I love ‘Mass Effect 2’. Right down to its little toeses. If it had toeses – and it does, it has the toeses of the Shepard that I played through the whole of the first ‘Mass Effect’ with. But that’s not all I love. I love the fact that it’s in space, and that it has cool powers, and that it’s ‘Bioware RPG-y’ but not too ‘Bioware RPG-y’ (it’s a phrase that will soon sweep the nation- honest). What I like most is the dialogue options. There’s always a good option and a bad option, or a renegade and paragon option if you follow the in game wording. Sometimes those options flash up on the screen – I would love it if there was an icon that flashed up in my life that would let me know it was OK to punch someone in the face, and that my life would continue on… somewhere more interesting than a prison cell (paragon options might flash up as well, but who wants to do one of those?). I want to live a life where the good thing to do is clearly highlighted in blue, the neutral option is ‘grey’ and the evil option is red. I want to order a drink from the bar of life and have the clear choice between the ‘blue’ diet cola, the ‘grey’ glass of wine and the ‘red option’ would be a B52… and a slippery nipple… dumped into a pint of cider… with a measure of Baileys. And in ‘Mass Effect 2’, it would be called a ‘Mystery Drink!’ (the exclamation point is the source of its power). So, having played ‘Mass Effect 2’ solidly all weekend, going into work on Monday morning was a slightly different experience than usual.

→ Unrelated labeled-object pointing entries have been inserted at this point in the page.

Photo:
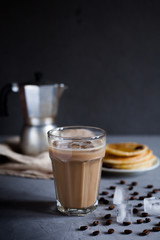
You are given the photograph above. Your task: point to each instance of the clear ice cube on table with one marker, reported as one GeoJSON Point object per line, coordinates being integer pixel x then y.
{"type": "Point", "coordinates": [120, 195]}
{"type": "Point", "coordinates": [152, 206]}
{"type": "Point", "coordinates": [124, 213]}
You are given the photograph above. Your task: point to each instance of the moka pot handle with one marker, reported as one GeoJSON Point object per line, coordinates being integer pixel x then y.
{"type": "Point", "coordinates": [4, 92]}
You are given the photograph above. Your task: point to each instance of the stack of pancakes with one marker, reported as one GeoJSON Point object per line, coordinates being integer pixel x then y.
{"type": "Point", "coordinates": [128, 156]}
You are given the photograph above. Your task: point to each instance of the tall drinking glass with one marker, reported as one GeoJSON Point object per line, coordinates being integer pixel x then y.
{"type": "Point", "coordinates": [76, 153]}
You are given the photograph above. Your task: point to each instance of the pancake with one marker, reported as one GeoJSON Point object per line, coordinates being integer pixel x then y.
{"type": "Point", "coordinates": [126, 149]}
{"type": "Point", "coordinates": [142, 163]}
{"type": "Point", "coordinates": [128, 156]}
{"type": "Point", "coordinates": [109, 158]}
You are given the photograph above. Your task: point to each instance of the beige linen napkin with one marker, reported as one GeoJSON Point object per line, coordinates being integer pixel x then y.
{"type": "Point", "coordinates": [14, 163]}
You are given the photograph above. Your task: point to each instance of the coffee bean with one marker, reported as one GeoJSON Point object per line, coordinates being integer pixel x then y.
{"type": "Point", "coordinates": [134, 183]}
{"type": "Point", "coordinates": [135, 210]}
{"type": "Point", "coordinates": [126, 223]}
{"type": "Point", "coordinates": [135, 193]}
{"type": "Point", "coordinates": [146, 232]}
{"type": "Point", "coordinates": [95, 233]}
{"type": "Point", "coordinates": [147, 220]}
{"type": "Point", "coordinates": [139, 205]}
{"type": "Point", "coordinates": [112, 196]}
{"type": "Point", "coordinates": [155, 190]}
{"type": "Point", "coordinates": [142, 197]}
{"type": "Point", "coordinates": [144, 214]}
{"type": "Point", "coordinates": [107, 216]}
{"type": "Point", "coordinates": [127, 231]}
{"type": "Point", "coordinates": [105, 201]}
{"type": "Point", "coordinates": [104, 193]}
{"type": "Point", "coordinates": [108, 222]}
{"type": "Point", "coordinates": [111, 207]}
{"type": "Point", "coordinates": [149, 194]}
{"type": "Point", "coordinates": [139, 147]}
{"type": "Point", "coordinates": [156, 229]}
{"type": "Point", "coordinates": [122, 182]}
{"type": "Point", "coordinates": [139, 221]}
{"type": "Point", "coordinates": [83, 228]}
{"type": "Point", "coordinates": [102, 200]}
{"type": "Point", "coordinates": [95, 223]}
{"type": "Point", "coordinates": [111, 230]}
{"type": "Point", "coordinates": [133, 198]}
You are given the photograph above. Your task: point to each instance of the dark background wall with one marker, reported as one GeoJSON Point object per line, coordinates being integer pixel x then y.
{"type": "Point", "coordinates": [107, 52]}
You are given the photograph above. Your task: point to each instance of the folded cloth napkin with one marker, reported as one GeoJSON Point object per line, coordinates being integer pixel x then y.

Firstly, I had to choose my wardrobe. In ‘Mass Effect 2’ this is easy, I walk past my fish tanks and my space hamster (although it hasn’t done much ‘space-y’ stuff yet, which is a swizz), and then I choose my wardrobe. I have my choice of inside clothes, and then my choice of outside – or battle – clothes. Now inside, I choose between looking like a female version of Mal from ‘Firefly’, or lately, a female version of the costume that Sean Patrick Harris wore as a neo-Gestapo bug torturer in ‘Starship Troopers’. Outside clothing tends to be based on whatever added bonus the armour gives me – I don’t care so much what it looks like – as long as I can colour it black or orange. In real life, my Cyberdog top does not enhance my incendiary damage by 10%. The only 10% boost I get is when I wear my chunky New Rock boots with the stacked heels, which do give me a 10% height advantage. And wherever I look, I can’t find them in Orange. Mass Effect scores one, real life: none.
Then of course, there’s my face. If I get any skin blemishes, my morning is ruined and I have to hide behind a mask of foundation and cover up. When my Shepard gets skin blemishes, they glow from within with a cool looking demonic redness. If teenagers looked like that rather than getting acne, then sales of Clearasil would plummet overnight. You can, of course get cosmetic surgery to alter your appearance – but all you have to do is pay some credits by popping some caps in evil alien ass or shooting probes into uninhabited planets to mine ore. I have to go to work, and even then after food, rent and my video game habit – I don’t have enough left over for plastic surgery – so no red glowing face scars for me! Mass Effect two, real life… nil points.
The bus pulls up. Having seen various people milling around, I have fought the urge to engage in conversation. Usually that would be how I find out about my mission – just wandering around and standing close to people. When you stand close to people for no good reason at a bus stop – they don’t like it. And the prompt saying that you can talk to them by holding down the ‘A’ button never comes up. Then when you walk on the bus, you have to give money to the bus driver. You don’t even have the option to punch him in the face, steal his money and then take the bus yourself. Well, I suppose you do – if you’re Shepard, but I don’t have the option to take my shuttle back up to the Normandy when the police come. The bus itself, which would be a bustling location where you could interact with local citizens, slave traders, matriarch bartenders and a whole host of hacking missions and interesting characters is reduced to a single mini game where you try and get a double seat all to yourself and avoid making eye contact with all the annoying kids on the bus. In Mass Effect, a ‘RT’ prompt would come up, and I would be able to shoot one in the foot, gaining his respect and the respect of the rest of his rat-like group. In real life, I have to stare intently at my knees when they shout ‘Hey Blondie’! Real life, absolutely nothing – Mass Effect’s ability to shut up the local college kids… priceless.
Then, when the bus reaches its destination, it’s not an exciting alien beach, a stark ice planet or a citadel representing the central power at the Universe. It’s just town, and the slow trudge to work. It’s a good thing I can tell the difference between real life and Mass Effect because otherwise Stagecoach in Oxford would be having to find replacement bus drivers. Every morning. And the number of pupils in local schools would fall dramatically. Still, at least when I get home I can relax in stylish orange and black armour – and take out my frustrations so they don’t spill over into real life. Yet. But if you’re on a bus, and see a girl with blonde hair, New Rock boots and a Cyberdog top – think again before you shout ‘Hey Blondie’, because you may get a Collector Rifle clip capped in your ass!